I just spoke with a dear friend who called because someone close to her just received a breast cancer diagnosis.
And I immediately put myself back in that moment- that three-week long moment- when I was in a state of constant panic, suspended disbelief, and cognitive dissonance. “Uhhh! I have cancer!”, I’d realize. Again and again. How can the same thing surprise you, over and over again?
And then I’d muster up my energy and be as positive as possible when sharing the news. Because I didn’t want to make others uncomfortable. I’d joke around a lot (and still do, TBH) about “playing the cancer card” (let’s be clear, that card trumps them all- if you have it, play it).
Looking back, the first few weeks after getting my diagnosis were probably the hardest, emotionally. In addition to the ongoing surprise of having cancer- I mean, it’s so off-brand for me!- there was the additional anxiety of waiting for test results.
It’s like “you already know it’s bad, but now let’s play this game” where we look at aspects of your cancer, test you for them, and make you wait to hear how you measure up. And for extra fun, there will be a new message notification on your health care app after each blood test, biopsy, or scan. That way, the little red “1” can give you mini-panic moments throughout the day. How spicy!
And yet- you will get through this time. You will get to a time when you’re not in constant panic, or constant navigation of the healthcare system, or constant existential crisis.
Here are some things I found helpful:
Find an oncology therapist. My healthcare system has an oncology therapist who is amazing and only works with cancer patients. She’s caring and connected and right at the beginning helped me reduce my anxiety. I did this early on and I had to push for it and it was worth it.
Get moving. I took so many walks those first few weeks and they really helped me clear my head. And then I started walking while listening to Radical Remission by Kelly Turner, PhD and it helped me focus on the positive approaches I wanted to incorporate into this journey.
Find your support team. Two of my dearest friends took on making a meal train for my family, communicating with friends who lived elsewhere, and they have made sure to get me out on walks regularly, since the very beginning.
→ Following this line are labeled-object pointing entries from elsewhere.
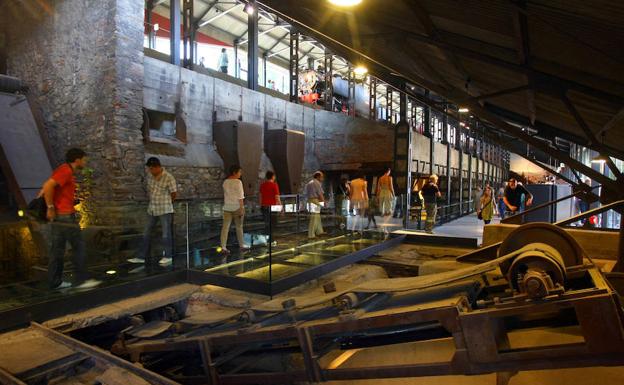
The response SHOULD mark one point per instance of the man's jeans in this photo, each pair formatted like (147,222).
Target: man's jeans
(315,226)
(166,222)
(65,229)
(502,208)
(431,209)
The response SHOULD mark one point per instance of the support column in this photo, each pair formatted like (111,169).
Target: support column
(236,66)
(174,18)
(151,36)
(188,35)
(478,154)
(329,77)
(372,99)
(252,46)
(402,166)
(619,265)
(446,134)
(294,66)
(351,92)
(429,133)
(470,154)
(460,149)
(264,80)
(403,106)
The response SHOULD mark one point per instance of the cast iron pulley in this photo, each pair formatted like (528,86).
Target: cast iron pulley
(537,271)
(571,252)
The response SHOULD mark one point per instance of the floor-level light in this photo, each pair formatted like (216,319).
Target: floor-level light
(345,3)
(600,159)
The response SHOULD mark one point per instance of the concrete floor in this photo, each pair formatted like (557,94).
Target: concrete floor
(468,226)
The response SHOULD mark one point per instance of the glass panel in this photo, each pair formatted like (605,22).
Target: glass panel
(113,254)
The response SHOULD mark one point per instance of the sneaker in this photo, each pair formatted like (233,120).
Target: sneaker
(63,285)
(89,283)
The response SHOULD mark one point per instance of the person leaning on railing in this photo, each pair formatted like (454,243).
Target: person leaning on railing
(233,208)
(516,196)
(431,193)
(269,196)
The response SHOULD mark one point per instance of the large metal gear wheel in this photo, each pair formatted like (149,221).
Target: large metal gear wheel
(571,252)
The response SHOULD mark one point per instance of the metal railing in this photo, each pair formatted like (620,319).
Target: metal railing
(520,218)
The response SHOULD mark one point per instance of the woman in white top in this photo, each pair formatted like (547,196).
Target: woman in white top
(233,207)
(359,199)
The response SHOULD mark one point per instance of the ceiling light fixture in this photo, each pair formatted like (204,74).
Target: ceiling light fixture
(360,70)
(345,3)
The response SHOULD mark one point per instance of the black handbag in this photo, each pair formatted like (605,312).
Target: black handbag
(38,209)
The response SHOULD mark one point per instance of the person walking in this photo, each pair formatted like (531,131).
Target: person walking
(359,199)
(223,61)
(516,197)
(233,208)
(486,206)
(59,192)
(342,195)
(269,196)
(500,201)
(371,211)
(385,193)
(476,197)
(431,193)
(315,195)
(162,191)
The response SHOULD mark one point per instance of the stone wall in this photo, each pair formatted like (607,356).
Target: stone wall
(333,141)
(83,62)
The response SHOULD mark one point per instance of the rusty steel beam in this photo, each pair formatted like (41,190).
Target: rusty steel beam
(101,355)
(524,55)
(590,135)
Talk to people who have been through it. I am eternally grateful for the three women I know who have been through breast cancer and the generosity with which they have shared their experiences. I have learned a ton from each of them about what to do, what to avoid, and how to advocate for myself. There are so many phases of treatment and you often don’t know what information or support you need until you hear it shared.
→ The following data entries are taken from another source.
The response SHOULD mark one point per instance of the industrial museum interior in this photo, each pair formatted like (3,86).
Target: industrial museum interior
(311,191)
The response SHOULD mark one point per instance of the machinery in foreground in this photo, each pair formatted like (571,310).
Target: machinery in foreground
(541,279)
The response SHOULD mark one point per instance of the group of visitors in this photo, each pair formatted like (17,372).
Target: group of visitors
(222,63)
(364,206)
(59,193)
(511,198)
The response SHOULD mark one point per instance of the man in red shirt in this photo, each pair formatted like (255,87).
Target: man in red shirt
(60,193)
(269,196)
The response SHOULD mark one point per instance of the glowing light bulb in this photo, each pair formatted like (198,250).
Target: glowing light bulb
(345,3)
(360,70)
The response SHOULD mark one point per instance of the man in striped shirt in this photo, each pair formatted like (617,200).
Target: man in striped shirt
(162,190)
See if your system has an Oncology PCP (primary care provider). I switched from the regular PCP I had for 15 years to a doctor who understood the cancer landscape and helps me make sense of it every time we meet. I would not have known that this role was even a “thing” if it hadn’t been for my oncology therapist.
Get to know the Schedulers & Doctor’s Assistants. Taking control of your cancer journey is a whole job in and of itself. You’ll have your oncologist, your surgeon, a therapist, a nurse, navigator, a breast care team, and more. I found that most of the Schedulers and Doctor’s Assistants- who help you interface with your doctors or care team- start their day at 8:30 am, so I’d be sure to call at 8:31 am to get updates or confirm appointments. This will significantly reduce the amount of time you are waiting. There’s a lot of waiting built into this journey and the more I take control the better I feel.
Maintain your sense of humor. I found it really helpful to laugh, even ironically, at times. I even started a list of “Funny Shit People Say When You Have Cancer” just to create some levity (and will be doing a blog on that one soon). And my husband started sending me Daily Pig Content (DPC for short) because baby pigs are just too cute and funny.
Just put one foot in front of the other. I think this was the most helpful thing of all- the realization that “I am where I am” and no test result or worry can change what currently IS, so all I can do is focus on the next best thing to do. Move forward. Stepwise. As my therapist told me, “anxiety lives in the future.” So I try to understand what is coming soon and focus on the now. What do I currently have control over? And therefore, what is my next step? Sounds obvious, and maybe it is. But I hope you find a mantra that works for you in this moment.